What happened

Shares of Hertz Global Holdings, Inc. (HTZG.Q) have lost 33% so far this year, according to data from S&P Global Market Intelligence. This is as the rental car industry has continued to struggle, disrupted by ride-hailing services like Uber and other changes in transportation.

The rental-car leader sold off on both of its quarterly earnings reports as the company's performance continued to disappoint. As the chart below shows, though shares have fallen over most of the year, the stock's biggest drop came in May after its first-quarter earnings report:

HTZ Chart

HTZ data by YCharts.

So what

Hertz stock first dipped sharply on Jan. 16 after rival Avis (CAR 0.76%) offered a weak preliminary earnings report, which sent Hertz shares down 15% as Avis noted "ongoing headwinds" that would pressure performance in 2018.

Hertz would soon recover those losses, in part because of an upgrade from Macquarie Research, but resume its slide in February. The stock actually bounced back briefly when Avis reported a better-than-expected earnings report that month, but Hertz then lost 6% on Feb. 28 when its own earnings report came out. Hertz reported a wider loss than expected, at $0.77 per share against expectations of a $0.60 loss, as expenses related to its turnaround effort proved more costly than expected.

A man sitting in a car is handed a key.

Image source: Getty Images.

On April 17, the stock fell another 7% as car-sharing platform Turo said it would open itself up to independent rental-car companies. Finally, the stock crashed in May, losing 14% after Hertz again reported a wider loss than expected with an adjusted shortfall of $1.58 on the bottom line.
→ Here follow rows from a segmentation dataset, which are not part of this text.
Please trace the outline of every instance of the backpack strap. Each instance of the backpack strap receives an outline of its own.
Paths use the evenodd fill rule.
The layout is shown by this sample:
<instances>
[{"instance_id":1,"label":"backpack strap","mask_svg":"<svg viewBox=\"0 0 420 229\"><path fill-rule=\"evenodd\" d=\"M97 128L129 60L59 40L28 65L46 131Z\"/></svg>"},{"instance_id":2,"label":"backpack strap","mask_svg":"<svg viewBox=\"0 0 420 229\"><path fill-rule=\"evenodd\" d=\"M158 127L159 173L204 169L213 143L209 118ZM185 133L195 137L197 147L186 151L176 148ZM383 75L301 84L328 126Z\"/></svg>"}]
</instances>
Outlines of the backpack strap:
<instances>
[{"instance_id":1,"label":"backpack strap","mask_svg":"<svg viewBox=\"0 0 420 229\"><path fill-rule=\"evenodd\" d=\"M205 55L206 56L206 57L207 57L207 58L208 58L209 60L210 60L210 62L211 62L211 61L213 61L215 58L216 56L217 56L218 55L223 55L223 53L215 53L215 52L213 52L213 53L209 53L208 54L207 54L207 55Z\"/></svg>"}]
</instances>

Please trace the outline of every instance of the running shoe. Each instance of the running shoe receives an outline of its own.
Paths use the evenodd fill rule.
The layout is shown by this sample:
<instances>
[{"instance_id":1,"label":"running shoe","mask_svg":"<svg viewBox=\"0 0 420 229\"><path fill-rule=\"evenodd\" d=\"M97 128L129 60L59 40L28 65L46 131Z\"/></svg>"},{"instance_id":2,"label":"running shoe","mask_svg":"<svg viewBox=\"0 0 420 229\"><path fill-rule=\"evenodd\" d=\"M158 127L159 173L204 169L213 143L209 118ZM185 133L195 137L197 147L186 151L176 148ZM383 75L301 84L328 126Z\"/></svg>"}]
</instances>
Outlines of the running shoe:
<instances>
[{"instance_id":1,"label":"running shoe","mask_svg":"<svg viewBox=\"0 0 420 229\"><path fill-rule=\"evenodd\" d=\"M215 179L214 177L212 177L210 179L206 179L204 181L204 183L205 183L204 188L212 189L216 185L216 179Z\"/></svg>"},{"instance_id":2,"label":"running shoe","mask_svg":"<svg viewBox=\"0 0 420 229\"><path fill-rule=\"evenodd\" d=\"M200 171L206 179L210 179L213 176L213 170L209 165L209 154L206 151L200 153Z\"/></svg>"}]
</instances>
The stock recovered some of those losses after used-car prices were reported at record highs, meaning Hertz can reap more money in sales, but then fell again on a downgrade from Morgan Stanley.

Now what

Rival Avis is also down 28% this year, indicating that Hertz's problems are shared across the industry -- these two are the only large publicly traded rental-car companies. Rental cars are often seen as a bad business, as there are high costs and many available substitutes, especially with technology advancing and app-based ride platforms like Uber becoming more popular. Self-driving cars could even make the industry largely obsolete.

Hertz stock is now down a whopping 86% in the last five years as the company has put up consistent losses. If it can't win in this kind of economy, it's hard to see how it will win in any.